Это была церковь святой Магдалины.
Знатные дамы, все в черном, медленно двигались по блестящему полу. Их дорогие платья были сшиты по последней моде. На серебряных застежках молитвенников, переплетенных в бархат, красовались гербы, гербы были вышиты и на тончайших надушенных носовых платках, обшитых редкостными брюссельскими кружевами. Одни дамы в безмолвной молитве преклоняли колена перед алтарем, другие скрывались в исповедальнях.
Тревога и беспокойство вдруг охватили дриаду, словно она оказалась в каком-то запретном месте. Ее пугала эта обитель тишины, здесь царила тайна, здесь говорили только шепотом, неслышно поверяли заветные мысли.
Дриада окинула себя взглядом; она уже была закутана в шелк и вуаль и ничем не отличалась от других знатных и благородных дам. Быть может, и они томились той же неуемной жаждой жизни, что и она сама?
В церкви раздался вздох, глубокий и горестный. Откуда он шел? Из угла, где совершалась исповедь, или из груди самой дриады? Она закрыла лицо вуалью. Среди церковных благовоний ей не хватало свежего воздуха. Нет, здесь ей было не место.
Дальше, дальше, не теряя времени, не зная отдыха! Разве отдыхают поденки? Их жизнь сплошной полет!
И вот дриада снова очутилась на улице, залитой ярким газовым светом, у великолепного фонтана.
— Однако всей этой воде не смыть невинной крови, что пролилась здесь! — услышала дриада.
Кругом толпились иностранцы, все разговаривали громко и оживленно — так не смели говорить в обители тайн, которую только что покинула дриада.
Вот приподняли и отодвинули в сторону большую каменную плиту мостовой. Дриада не могла понять, что это значит. Она увидела люк, ведущий в подземелье, люди стали спускаться туда, уходя от звездного неба, от ярких, как солнце, газовых фонарей, от бьющей ключом жизни.
— Мне страшно! — воскликнула какая-то женщина. — Я боюсь спускаться. И не хочу смотреть на эти чудеса. Не пойдем, останемся!
— Как! — удивился мужчина. — Вернуться домой, уехать из Парижа, не посмотрев самое интересное, настоящее чудо нашего времени, созданное умом и волей одного человека?
— Нет, я не пойду! — твердила женщина.
«Чудо нашего времени», — сказал этот человек. Дриада слышала его слова. Она поняла: цель ее мечтаний достигнута, нужно только спуститься под землю, оставить Париж над головой. Не таким представляла она себе это чудо, но раз так говорят, раз все спускаются вниз, спустится в подземелье и она.
Чугунная винтовая лестница была широка и удобна. При входе горела лампа, ниже — другая.
Посетители оказались в лабиринте бесконечных, пересекающих друг друга сводчатых залов.

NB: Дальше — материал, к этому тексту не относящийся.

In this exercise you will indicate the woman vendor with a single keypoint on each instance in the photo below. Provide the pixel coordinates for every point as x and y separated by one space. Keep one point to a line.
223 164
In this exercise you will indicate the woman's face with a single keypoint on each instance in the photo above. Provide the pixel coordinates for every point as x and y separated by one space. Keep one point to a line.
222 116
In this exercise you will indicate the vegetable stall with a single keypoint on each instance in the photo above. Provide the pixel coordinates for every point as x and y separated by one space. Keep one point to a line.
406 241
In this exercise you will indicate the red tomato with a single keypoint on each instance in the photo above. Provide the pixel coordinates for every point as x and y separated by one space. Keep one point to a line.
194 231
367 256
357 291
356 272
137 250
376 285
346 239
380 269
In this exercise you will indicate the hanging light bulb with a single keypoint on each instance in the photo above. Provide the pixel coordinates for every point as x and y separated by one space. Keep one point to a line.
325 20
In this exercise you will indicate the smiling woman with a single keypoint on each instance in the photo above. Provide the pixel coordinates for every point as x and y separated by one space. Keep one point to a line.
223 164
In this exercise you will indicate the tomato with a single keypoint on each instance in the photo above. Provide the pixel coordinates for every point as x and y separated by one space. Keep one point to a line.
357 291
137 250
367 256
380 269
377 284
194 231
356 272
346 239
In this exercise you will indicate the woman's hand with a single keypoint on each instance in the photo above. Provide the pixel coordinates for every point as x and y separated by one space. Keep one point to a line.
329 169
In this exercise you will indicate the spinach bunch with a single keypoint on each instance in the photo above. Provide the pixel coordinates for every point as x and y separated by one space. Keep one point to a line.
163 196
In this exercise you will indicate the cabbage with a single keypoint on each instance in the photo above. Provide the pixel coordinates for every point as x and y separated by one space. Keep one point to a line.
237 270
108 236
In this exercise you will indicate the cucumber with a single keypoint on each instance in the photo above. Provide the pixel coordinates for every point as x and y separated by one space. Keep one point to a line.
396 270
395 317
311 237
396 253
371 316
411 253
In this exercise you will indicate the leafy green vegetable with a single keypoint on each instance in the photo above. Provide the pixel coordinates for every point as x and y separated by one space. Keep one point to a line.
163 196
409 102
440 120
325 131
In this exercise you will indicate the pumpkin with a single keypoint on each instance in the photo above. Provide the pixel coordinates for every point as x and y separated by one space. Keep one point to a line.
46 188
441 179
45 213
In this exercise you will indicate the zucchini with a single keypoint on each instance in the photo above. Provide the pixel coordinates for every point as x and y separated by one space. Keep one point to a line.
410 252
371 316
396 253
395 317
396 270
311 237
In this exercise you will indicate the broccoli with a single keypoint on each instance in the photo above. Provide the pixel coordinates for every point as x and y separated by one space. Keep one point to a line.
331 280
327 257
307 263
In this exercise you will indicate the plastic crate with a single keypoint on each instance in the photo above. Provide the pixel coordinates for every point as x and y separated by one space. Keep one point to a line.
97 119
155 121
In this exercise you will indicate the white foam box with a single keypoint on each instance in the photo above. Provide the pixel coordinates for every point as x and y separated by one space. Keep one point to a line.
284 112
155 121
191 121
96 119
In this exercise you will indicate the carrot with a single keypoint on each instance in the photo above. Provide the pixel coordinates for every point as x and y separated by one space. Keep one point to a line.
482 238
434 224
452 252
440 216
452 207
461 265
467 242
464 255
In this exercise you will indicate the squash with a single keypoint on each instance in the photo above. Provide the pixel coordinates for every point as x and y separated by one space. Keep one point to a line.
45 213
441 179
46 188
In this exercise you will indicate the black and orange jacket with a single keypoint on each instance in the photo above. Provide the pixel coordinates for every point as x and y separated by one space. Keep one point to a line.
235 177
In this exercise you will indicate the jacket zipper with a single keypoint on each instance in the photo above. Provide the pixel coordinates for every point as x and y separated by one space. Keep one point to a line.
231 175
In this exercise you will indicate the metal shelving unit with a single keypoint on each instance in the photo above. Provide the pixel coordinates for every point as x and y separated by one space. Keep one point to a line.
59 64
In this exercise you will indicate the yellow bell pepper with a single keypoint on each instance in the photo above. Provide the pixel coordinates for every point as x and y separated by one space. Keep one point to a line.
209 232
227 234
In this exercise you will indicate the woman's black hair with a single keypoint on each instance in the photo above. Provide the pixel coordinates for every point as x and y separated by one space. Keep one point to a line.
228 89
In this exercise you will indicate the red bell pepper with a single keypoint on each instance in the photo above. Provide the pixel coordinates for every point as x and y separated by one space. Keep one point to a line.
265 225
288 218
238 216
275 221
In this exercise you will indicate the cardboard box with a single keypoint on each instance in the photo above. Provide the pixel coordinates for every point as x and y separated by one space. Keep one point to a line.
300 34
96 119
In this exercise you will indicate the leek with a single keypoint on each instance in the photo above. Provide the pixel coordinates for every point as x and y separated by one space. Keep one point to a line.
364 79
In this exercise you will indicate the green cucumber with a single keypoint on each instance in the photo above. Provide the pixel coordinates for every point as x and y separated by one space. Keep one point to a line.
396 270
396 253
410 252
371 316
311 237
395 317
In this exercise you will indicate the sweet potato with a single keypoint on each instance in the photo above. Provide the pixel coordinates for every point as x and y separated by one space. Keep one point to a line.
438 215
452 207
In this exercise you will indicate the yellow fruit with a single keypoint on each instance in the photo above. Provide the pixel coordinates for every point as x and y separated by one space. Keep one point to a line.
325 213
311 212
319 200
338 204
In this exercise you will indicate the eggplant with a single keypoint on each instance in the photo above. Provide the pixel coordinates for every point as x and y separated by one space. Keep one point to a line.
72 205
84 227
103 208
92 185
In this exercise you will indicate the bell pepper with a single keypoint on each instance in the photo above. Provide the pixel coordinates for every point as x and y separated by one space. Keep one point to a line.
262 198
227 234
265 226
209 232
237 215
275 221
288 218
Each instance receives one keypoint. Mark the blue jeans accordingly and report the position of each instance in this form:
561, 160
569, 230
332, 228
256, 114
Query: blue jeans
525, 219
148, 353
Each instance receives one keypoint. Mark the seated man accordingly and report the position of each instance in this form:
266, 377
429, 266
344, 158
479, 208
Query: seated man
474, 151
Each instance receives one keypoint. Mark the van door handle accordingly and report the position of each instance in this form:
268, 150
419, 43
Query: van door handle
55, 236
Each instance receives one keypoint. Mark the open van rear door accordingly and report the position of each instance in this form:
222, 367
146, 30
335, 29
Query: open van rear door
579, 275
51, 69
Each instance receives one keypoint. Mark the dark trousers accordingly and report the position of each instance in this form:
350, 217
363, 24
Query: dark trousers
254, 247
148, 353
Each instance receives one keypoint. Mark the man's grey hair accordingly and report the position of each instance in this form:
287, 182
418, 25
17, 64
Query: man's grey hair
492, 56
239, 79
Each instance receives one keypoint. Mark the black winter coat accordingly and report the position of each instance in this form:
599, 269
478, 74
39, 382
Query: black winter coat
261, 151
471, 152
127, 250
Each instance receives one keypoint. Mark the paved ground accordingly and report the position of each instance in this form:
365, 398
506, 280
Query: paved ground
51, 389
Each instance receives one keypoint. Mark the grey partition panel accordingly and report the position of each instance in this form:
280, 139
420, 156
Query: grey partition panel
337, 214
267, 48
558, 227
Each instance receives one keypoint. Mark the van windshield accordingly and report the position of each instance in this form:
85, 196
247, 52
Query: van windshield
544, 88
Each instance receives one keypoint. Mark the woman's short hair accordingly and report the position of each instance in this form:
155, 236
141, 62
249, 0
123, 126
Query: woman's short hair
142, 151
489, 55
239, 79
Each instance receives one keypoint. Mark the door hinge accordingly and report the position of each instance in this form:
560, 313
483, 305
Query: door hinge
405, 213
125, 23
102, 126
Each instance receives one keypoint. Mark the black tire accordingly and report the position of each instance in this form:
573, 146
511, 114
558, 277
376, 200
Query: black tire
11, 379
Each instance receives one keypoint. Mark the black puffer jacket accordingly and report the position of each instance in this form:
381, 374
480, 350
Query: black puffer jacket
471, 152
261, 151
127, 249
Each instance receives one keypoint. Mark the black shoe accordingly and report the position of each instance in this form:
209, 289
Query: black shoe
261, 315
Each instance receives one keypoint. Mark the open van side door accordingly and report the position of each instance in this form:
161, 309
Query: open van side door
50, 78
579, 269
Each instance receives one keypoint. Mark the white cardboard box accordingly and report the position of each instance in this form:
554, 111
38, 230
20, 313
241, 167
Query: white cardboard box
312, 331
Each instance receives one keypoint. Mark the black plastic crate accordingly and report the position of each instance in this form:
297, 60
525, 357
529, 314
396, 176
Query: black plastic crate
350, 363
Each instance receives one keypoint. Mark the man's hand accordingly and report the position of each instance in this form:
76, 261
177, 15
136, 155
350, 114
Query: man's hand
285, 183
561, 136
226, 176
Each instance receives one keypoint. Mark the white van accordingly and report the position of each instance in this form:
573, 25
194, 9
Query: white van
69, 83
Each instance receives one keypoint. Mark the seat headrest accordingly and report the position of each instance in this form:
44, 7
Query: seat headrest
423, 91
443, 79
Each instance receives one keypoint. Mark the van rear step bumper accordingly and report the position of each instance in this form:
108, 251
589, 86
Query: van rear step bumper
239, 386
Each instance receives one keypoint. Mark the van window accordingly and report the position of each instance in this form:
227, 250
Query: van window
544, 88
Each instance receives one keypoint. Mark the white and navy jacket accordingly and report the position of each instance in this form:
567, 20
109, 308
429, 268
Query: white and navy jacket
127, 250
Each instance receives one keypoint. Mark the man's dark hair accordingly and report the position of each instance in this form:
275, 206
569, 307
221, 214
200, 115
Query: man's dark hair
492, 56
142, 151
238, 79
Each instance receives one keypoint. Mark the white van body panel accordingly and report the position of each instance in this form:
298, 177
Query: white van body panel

Здесь, словно в матовом стекле, отражались все парижские улицы и переулки, на табличках можно было прочесть их названия, указывались и номера домов, стоявших наверху. Их фундаменты уходили глубоко под безлюдные, засыпанные щебнем тротуары, которые шли вдоль широкого канала, где клокотал поток грязи. Выше под сводами текла по трубам свежая вода, а еще выше, словно сети, переплетались газовые трубы и телеграфные провода. Вдали мерцали лампы, словно отсвет огней огромного, раскинувшегося наверху города. Оттуда, сверху, по временам доносился глухой грохот — это проезжали над входом в подземелье тяжелые повозки.
Куда же попала дриада?
Знаете ли вы, что такое катакомбы? Так вот, они лишь слегка похожи на этот новый подземный мир, чудо нашего века — на клоаки Парижа. Здесь-то и оказалась дриада, а совсем не на Всемирной выставке.
Она слышала вокруг возгласы удивления, восхищения, признательности.
— Вот от чего зависит жизнь и здоровье тысяч и тысяч людей наверху! — говорили вокруг. — Наше время — поистине время прогресса, благословенное время.
Так рассуждали, так думали люди, но иного мнения придерживались крысы, которые родились и ютились здесь. Их писк громко и отчетливо доносился до дриады, и она отлично понимала его.
Старый отец семейства с откушенным хвостом пронзительно негодовал, брюзжал и доказывал, что только он один говорит правильно, а его семья подхватывала каждое его слово.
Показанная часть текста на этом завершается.